約20年前に来られたA様は、少し不安気であるけれど気丈な女性でした。「私の脚はこんなんだけど出来る?」A様の片脚は、外側へ向かって開いて動かない状態でした。歩行には杖が必要な状態です。当時のカウンセリング内容と今の私がわかる範囲で統合すると、強い股関節疾患に対する治療として、関節固定術を受け関節機能よりも痛みや機能障害の回避の為に骨盤側と大腿骨を直接固定してしまうという、今では人工関節等の医療が進んでいるのでまず選択されない、そのような治療を受けられた方だったのだと思います。
 私:「触ってもいいのですか?」A子様「大丈夫だから、とにかく辛いの。」
 私:「わかりました。触ってはいけないところ等がありましたら教えてください。」ほんの一瞬でお受けすることになりました。

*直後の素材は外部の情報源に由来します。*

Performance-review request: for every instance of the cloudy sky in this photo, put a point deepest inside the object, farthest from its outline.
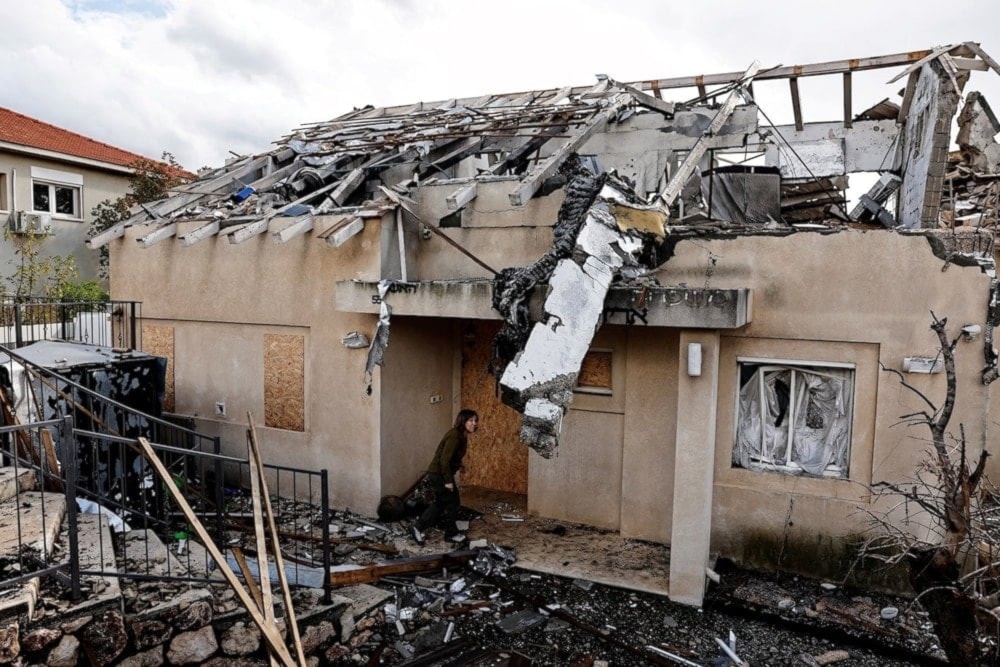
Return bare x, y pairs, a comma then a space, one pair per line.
201, 78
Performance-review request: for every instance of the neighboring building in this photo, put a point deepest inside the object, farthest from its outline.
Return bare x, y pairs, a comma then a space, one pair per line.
739, 297
51, 179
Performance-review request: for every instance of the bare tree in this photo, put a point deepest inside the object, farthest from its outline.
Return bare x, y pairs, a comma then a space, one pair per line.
948, 533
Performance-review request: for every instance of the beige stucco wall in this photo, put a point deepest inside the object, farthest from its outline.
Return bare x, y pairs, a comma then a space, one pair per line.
420, 397
857, 297
861, 298
222, 299
68, 234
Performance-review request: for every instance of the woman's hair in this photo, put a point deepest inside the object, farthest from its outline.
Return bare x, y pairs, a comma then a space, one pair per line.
464, 415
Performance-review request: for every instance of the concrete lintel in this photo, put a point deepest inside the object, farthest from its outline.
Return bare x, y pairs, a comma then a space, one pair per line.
680, 307
472, 299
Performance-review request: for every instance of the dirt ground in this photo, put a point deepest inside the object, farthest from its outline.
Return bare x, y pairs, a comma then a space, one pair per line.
775, 620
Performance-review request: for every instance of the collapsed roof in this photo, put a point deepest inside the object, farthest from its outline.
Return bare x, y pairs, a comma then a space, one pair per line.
668, 183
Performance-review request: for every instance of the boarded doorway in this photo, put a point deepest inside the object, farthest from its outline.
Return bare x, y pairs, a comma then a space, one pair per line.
496, 458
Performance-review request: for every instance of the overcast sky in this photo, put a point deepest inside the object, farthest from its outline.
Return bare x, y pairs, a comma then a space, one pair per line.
200, 78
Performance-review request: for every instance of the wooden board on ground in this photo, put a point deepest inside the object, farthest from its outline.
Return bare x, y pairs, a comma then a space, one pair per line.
370, 573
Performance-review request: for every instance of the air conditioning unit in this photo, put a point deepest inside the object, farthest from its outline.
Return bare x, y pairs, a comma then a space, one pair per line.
31, 221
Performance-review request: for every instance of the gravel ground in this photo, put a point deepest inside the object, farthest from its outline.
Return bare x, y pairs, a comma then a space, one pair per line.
622, 623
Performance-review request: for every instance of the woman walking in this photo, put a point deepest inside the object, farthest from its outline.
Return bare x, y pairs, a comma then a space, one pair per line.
447, 462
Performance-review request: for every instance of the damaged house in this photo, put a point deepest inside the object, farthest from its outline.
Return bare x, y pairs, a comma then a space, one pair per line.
668, 315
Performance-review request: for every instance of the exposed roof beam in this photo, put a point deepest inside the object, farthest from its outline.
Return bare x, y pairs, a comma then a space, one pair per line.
832, 67
793, 84
300, 225
405, 205
103, 238
679, 179
975, 48
932, 55
342, 231
647, 100
347, 186
848, 102
459, 198
160, 233
249, 231
199, 234
214, 186
533, 181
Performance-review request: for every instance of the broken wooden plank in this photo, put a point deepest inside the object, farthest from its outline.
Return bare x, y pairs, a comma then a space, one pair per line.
648, 101
165, 232
370, 573
269, 630
286, 594
814, 69
459, 198
248, 577
249, 231
533, 181
236, 172
53, 480
302, 224
915, 67
101, 239
911, 87
345, 231
970, 64
199, 234
848, 103
266, 597
793, 84
975, 48
347, 186
413, 214
683, 173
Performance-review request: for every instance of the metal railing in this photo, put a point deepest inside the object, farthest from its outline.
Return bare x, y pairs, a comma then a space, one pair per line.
105, 323
104, 468
37, 510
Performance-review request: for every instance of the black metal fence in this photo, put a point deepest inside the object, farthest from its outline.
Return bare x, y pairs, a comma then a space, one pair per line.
106, 323
38, 495
103, 467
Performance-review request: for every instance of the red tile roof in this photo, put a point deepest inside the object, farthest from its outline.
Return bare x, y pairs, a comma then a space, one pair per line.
19, 129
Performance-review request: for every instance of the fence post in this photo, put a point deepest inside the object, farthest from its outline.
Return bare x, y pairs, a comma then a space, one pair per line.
325, 512
18, 338
62, 318
133, 343
69, 468
220, 496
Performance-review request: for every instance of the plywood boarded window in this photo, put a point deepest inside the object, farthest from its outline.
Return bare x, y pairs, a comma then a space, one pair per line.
284, 381
595, 373
159, 341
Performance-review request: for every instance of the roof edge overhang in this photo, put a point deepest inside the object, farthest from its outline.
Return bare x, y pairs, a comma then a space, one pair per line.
650, 305
64, 157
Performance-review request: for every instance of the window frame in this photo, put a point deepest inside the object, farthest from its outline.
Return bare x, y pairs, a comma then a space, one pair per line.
593, 389
56, 179
790, 466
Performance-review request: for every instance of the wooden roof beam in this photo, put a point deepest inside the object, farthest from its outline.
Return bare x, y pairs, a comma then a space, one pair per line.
160, 233
533, 181
817, 69
111, 233
302, 224
200, 234
680, 177
347, 186
848, 102
793, 84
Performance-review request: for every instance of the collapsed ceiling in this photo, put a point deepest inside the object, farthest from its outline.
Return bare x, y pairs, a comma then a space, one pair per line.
708, 167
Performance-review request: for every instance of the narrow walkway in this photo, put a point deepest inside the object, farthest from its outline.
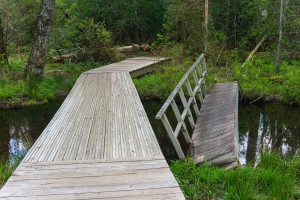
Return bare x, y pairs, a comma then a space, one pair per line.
99, 144
215, 137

 一歩一歩を杖と共に一生懸命前へ移動されました。施術が始まりA子様がお話をされます。「私の脚を見てびっくりしたでしょ?こんなんだからどこの整体行っても断られるの。」私:「もう動かないのですか?」A子様「そう、もう完全にくっついているから。当時はね、このような治療しかなかったの。」
大変辛い思いをされてきたことは想像に容易いそのお身体を、当時の私が出来る限りの施術をしながらそのような会話が進みます。少しずつお楽になられていくA子様がまたぽつりと、「私は週に数回、家でヘルパーさんのお世話になっているんだけど、その時にありがとうってお礼をいうでしょ?そしたらね、その子が『仕事ですから。』って言うの。私、それが寂しくて。。。」。施術が終わり、少しは身体が軽くなられた笑顔の反面、気丈にまた一歩一歩一生懸命歩いて行かれました。私は、先ほどのお話を聞きながらA子様の立場を想像してみました。もちろんヘルパーさんに悪気はありません。そういうことか。。。それからの20年間、私はお客様からお礼やお気遣いの言葉を頂いても「仕事ですから」という言葉を一度も使わずに来れました。あの時にそのことを教えて頂いたA子様には今でも感謝しています。私は、今もありがたく施術家としてお仕事をさせて頂いていますが、お人との出会いはとても尊いものだと感じます。
 A子様、お元気でいらっしゃいますか。もしもこのブログを見て頂くご縁に恵まれましたら、また是非私のところへお越しくださいませ。喜んで私の出来る限りの施術をさせて頂きます。A子様、ありがとうございました。